One, I think, oft-cited passage meant to show those psychologies aren’t realistic is Cathy’s speech to Nelly about her love for Heathcliff—a speech she gives in the middle of explaining why she’s going to marry another man. I, at least, have seen this mentioned as an instance of the ridiculous obsessive love portrayed in the novel, and I’d like to quote it in full:
“I cannot express it; but surely you and everybody have a notion that there is or should be an existence of yours beyond you. What were the use of my creation, if I were entirely contained here? My great miseries in this world have been Heathcliff’s miseries, and I watched and felt each from the beginning; my great thought in living is himself. If all else perished, and he remained, I should still continue to be; and if all else remained, and he were annihilated, the universe would turn to a mighty stranger: I should not seem a part of it. —My love for Linton is like the foliage in the woods: time will change it, I’m well aware, as winter changes the trees.
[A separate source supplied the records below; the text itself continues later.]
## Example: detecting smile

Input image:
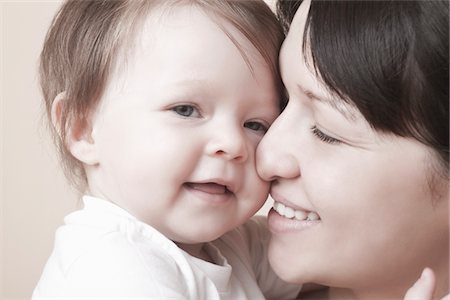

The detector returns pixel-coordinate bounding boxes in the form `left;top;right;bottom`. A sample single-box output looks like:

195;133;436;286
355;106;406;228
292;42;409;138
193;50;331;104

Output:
186;182;231;195
184;182;235;205
273;201;320;221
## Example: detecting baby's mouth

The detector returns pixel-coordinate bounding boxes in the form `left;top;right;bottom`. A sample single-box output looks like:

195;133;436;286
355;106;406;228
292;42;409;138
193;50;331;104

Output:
273;201;320;221
185;182;231;195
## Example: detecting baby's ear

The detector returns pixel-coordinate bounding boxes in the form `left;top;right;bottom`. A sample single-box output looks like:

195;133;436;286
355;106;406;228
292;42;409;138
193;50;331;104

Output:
52;92;98;165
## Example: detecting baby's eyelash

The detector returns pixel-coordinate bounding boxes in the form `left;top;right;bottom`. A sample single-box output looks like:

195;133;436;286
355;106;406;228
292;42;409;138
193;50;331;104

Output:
311;125;342;144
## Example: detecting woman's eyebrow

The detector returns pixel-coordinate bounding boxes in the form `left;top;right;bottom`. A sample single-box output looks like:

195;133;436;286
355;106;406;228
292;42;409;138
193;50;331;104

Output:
300;87;356;122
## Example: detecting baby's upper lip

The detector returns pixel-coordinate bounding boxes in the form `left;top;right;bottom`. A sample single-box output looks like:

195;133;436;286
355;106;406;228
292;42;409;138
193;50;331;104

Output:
270;190;314;211
189;178;236;193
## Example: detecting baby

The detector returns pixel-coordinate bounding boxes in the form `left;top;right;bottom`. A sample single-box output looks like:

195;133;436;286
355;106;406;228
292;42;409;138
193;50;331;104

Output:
33;0;300;300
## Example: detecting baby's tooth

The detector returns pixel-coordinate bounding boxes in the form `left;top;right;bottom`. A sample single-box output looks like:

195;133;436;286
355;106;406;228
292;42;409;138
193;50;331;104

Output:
295;210;308;221
284;207;295;219
308;212;319;221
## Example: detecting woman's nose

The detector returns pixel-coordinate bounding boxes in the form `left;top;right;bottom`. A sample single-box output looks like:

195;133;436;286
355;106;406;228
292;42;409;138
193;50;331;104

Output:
256;114;300;181
206;126;249;163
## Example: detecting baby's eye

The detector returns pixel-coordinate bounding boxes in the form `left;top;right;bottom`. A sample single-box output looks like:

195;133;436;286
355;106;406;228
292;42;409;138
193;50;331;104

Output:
244;121;268;134
171;104;200;118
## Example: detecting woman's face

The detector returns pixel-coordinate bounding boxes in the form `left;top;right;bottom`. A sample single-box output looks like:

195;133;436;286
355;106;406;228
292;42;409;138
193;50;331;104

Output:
257;1;449;293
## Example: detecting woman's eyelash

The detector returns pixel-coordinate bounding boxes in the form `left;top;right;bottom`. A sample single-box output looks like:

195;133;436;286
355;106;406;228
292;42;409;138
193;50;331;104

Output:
311;125;342;144
170;104;200;118
244;121;268;133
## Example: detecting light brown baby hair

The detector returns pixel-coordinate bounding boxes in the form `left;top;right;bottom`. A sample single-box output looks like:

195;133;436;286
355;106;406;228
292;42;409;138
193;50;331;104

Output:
39;0;284;192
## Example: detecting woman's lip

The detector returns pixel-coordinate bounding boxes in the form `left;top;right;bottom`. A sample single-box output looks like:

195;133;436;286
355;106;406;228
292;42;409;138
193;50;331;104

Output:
267;209;322;235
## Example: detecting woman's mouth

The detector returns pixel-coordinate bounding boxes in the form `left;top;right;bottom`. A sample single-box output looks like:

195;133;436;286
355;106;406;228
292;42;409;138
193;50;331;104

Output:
273;201;320;221
268;201;322;235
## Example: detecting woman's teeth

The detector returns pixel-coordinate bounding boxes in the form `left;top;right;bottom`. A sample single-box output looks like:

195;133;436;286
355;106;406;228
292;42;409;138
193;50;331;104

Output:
273;201;320;221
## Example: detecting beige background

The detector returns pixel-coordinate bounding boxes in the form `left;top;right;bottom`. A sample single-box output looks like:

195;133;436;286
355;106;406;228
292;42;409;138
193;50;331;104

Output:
0;0;278;300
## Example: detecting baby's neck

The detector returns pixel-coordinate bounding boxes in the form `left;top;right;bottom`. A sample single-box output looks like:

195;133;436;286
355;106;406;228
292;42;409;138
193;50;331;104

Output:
176;243;214;263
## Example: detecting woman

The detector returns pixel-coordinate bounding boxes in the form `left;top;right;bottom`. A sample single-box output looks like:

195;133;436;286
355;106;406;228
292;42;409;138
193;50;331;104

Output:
258;0;449;299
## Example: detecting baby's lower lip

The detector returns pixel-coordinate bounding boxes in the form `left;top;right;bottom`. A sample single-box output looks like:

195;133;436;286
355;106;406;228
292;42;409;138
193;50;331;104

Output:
186;182;229;195
184;183;234;205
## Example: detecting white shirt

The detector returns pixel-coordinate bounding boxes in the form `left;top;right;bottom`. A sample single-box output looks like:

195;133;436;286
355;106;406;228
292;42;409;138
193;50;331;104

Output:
32;196;300;300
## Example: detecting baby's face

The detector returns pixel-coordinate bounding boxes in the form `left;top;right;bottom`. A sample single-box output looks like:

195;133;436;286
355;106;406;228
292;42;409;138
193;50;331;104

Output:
84;7;279;243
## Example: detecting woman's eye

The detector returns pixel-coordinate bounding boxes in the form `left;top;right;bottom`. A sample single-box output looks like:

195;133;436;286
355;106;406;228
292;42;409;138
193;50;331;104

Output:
171;104;200;118
244;121;268;133
311;126;342;144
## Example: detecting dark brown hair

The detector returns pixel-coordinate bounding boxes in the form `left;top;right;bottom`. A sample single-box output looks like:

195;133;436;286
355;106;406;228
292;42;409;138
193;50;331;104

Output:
277;0;449;179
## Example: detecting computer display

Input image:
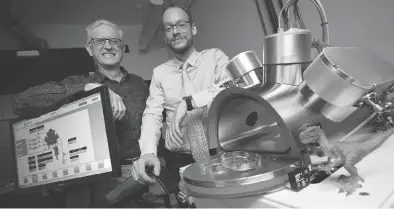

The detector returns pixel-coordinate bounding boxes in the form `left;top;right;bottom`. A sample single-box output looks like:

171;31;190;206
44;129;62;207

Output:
0;120;16;195
13;88;120;188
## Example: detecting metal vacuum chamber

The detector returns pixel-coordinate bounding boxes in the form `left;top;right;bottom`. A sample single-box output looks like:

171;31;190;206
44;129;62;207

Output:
183;47;394;199
183;0;394;199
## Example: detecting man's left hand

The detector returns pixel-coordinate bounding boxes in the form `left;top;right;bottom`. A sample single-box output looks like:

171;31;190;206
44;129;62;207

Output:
170;100;187;145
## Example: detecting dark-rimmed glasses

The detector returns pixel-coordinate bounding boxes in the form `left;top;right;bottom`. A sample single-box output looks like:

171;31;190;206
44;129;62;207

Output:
89;38;123;46
163;21;190;33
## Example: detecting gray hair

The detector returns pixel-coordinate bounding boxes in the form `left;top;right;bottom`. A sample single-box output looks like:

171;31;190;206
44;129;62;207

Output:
86;19;123;43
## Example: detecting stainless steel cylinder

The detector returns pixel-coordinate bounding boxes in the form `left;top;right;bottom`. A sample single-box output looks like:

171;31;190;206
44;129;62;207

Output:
227;51;264;86
300;47;394;107
263;29;312;65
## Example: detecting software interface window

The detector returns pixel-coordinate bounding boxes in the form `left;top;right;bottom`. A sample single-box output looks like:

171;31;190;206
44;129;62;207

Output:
13;93;112;188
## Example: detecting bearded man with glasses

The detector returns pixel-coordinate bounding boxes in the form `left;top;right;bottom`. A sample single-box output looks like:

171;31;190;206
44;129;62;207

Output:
132;5;230;184
14;20;149;207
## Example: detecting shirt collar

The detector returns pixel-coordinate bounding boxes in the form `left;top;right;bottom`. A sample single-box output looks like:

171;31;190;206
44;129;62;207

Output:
173;49;200;68
94;66;129;83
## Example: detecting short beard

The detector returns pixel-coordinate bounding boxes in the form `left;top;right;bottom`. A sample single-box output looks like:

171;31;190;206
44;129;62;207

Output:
168;38;193;54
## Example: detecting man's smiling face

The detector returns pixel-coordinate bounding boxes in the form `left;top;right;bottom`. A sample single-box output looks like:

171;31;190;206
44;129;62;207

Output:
163;7;197;54
88;25;124;67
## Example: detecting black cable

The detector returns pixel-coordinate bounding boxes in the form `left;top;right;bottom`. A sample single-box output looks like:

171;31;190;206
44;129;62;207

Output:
254;0;268;35
265;0;279;33
278;0;289;30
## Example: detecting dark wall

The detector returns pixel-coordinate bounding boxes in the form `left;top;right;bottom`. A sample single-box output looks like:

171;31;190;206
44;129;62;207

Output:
0;48;95;95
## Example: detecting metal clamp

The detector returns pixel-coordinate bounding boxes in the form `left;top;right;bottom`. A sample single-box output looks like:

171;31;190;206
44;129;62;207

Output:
176;191;196;208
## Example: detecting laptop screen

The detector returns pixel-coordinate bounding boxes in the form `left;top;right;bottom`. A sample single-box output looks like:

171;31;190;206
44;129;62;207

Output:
13;93;113;188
My love for Heathcliff resembles the eternal rocks beneath: a source of little visible delight, but necessary. Nelly, I am Heathcliff! He’s always, always in my mind: not as a pleasure, any more than I am always a pleasure to myself, but as my own being. So don’t talk of our separation again: it is impracticable; and—”
I decided to avoid reading this as the melodramatic speech of a teenage girl obsessed with the “wrong” man and try to see what Cathy was actually saying. One of the first things I noticed was the religious nature of her attachment to Heathcliff. He provides her with a kind of afterlife, and a meaning beyond her own life. She doesn’t need to take comfort in thinking her soul will go on in heaven when she thinks it will go on in Heathcliff himself—he is quite literally her salvation. And she recognizes that this salvation is not easily come by—not always a pleasure. I’m not sure how human this type of romantic obsession is, but it does seem more interesting than the average infatuation.
The other remarkable thing about this passage is how much it telegraphs the rest of the novel. Cathy speculates on what would happen if she died, and she gets it entirely right: she continued to be, as a part of him, haunting him, unable to separate despite the fact that their connection is not always a pleasure. And she speculates on what would happen to her if he died—“the universe would turn a mighty stranger”—exactly what happens to Heathcliff after Cathy herself dies.
I have never actually discussed Wuthering Heights with someone who complained that they expected a romance but got a bizarro Gothic Romance-with-a-capital-R instead, but I hear this is a fairly common complaint. That seems like a shame, because whether the obsessions characters like Cathy and Heathcliff have are human or not, Emily Brontë does just what I’d want her to do: she follows through on what she starts. It may be hard to imagine a love like Heathcliff’s, but once imagined, it is real within the novel, and Heathcliff acts on it as he must if it is to be taken seriously. I suppose it requires a certain kind of suspension of disbelief, or a willingness to go along with a certain genre of novel, but I find this sort of thing satisfying. “I am Heathcliff!” Swoon! I mean, he’s going to have visions of her and then demand to be buried so their remains can mingle. And he’s going to do it partially out of revenge! My point is: Eliot dials up the intensity, and then maintains it in a strangely believable, if twisted, way.
And all the while, normal humanity can’t help but peek through. Hareton and young Cathy, for example. And who could be more human than Joseph—or Nelly—or Mr Lockwood himself?